A SIMPLIFIED METHOD FOR ASSESSING COST-EFFECTIVENESS OF PREDICTIVE BIOMARKERS IN ONCOLOGY

Purpose: Cost effectiveness of predictive biomarkers is currently assessed by state-transition modeling, involving derivation of transition probabilities and comprehensive data inputs. Our goal was to demonstrate the accuracy, accessibility, and flexibility of a simplified decision-analytic model.

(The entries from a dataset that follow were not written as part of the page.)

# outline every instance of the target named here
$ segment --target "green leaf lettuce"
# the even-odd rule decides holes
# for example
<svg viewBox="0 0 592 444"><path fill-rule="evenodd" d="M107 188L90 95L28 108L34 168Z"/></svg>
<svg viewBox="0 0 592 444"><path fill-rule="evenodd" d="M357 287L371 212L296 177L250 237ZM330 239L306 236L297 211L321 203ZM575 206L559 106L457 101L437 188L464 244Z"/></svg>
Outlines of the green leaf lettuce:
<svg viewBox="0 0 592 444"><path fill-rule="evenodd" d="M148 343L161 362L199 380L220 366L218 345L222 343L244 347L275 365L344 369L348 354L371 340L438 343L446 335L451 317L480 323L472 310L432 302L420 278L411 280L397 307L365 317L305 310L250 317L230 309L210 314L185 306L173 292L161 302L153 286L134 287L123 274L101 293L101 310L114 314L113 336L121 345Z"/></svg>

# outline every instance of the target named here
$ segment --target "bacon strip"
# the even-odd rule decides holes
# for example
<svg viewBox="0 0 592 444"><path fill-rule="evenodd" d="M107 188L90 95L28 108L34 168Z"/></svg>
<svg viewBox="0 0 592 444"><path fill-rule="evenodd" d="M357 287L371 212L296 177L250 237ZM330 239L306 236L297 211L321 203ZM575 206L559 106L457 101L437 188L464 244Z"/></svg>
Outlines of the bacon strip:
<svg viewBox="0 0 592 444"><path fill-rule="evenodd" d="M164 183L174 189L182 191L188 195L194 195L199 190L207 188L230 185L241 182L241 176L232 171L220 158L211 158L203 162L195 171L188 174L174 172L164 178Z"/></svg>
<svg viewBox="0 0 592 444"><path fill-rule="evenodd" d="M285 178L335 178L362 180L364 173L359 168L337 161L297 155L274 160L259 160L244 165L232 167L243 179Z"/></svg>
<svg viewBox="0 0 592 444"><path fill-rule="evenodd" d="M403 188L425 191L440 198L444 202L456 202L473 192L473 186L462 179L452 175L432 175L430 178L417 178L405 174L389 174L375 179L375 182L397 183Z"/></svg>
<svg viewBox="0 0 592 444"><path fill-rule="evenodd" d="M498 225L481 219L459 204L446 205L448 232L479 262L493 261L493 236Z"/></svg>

Method: We used decision-analytic modeling to derive a “test incremental cost-effectiveness ratio” (TICER) for biomarker-guided treatment compared to no biomarker use. Our derivation incorporates critical data inputs, including clinical outcomes (median progression free survival and overall survival) obtained from clinical trials, quality of life metrics (biomarker guided treatment and standard therapy) obtained from clinical trials or meta-analyses studies, and costs (testing, treatment, progression) derived from existing cost-effectiveness analyses. Conditional sensitivity analyses were performed to evaluate the impact of the input parameters by sampling fifty sequential values within the 95% confidence interval of a parameter of interest. For each of these values, TICER was computed for 2,000 iterations, with all other parameters randomly sampled from their respective distributions. To protect against instability of the model when the denominator was small, the range of median TICERs for each parameter of interest was used a measure of sensitivity of TICER to that variable. This methodology was applied to three common predictive biomarkers; results were compared to results from comprehensive state-transition models.

Result: We considered the cost-effectiveness of several biomarker-guided treatment scenarios important in cancer.  Base case TICER for HER2 was $153,700/QALY (Quality Adjusted Life Year), for ALK was $222,00/QALY, and for OncotypeDX was $11,600/QALY, which are consistent with literature reported values ($180,000/QALY, $202,800/QALY, $8,900/QALY, respectively). Sensitivity analyses suggest that the TICER model is driven primarily by progression free survival (PFS), overall survival (OS) and health-related quality of life (HRQOL) values, while biomarker prevalence, costs of target therapy and biomarker testing have a lesser effect. Additional results include cost-effectiveness acceptability curves and treatment cost needed to meet a range of willingness-to-pay thresholds.

Conclusions: Our simplified approach is flexible to a variety of clinical scenarios, and it produces values that are consistent with existing cost-effectiveness analyses. Our model and sensitivity analysis engine was incorporated into a webtool, available at http://medicine.yale.edu/lab/pusztai/ticer/ and made available to users who are not experts in cost-effectiveness analysis. The simplicity and efficiency of this model potentially allows preliminary cost-effectiveness feedback at an early stage of biomarker development.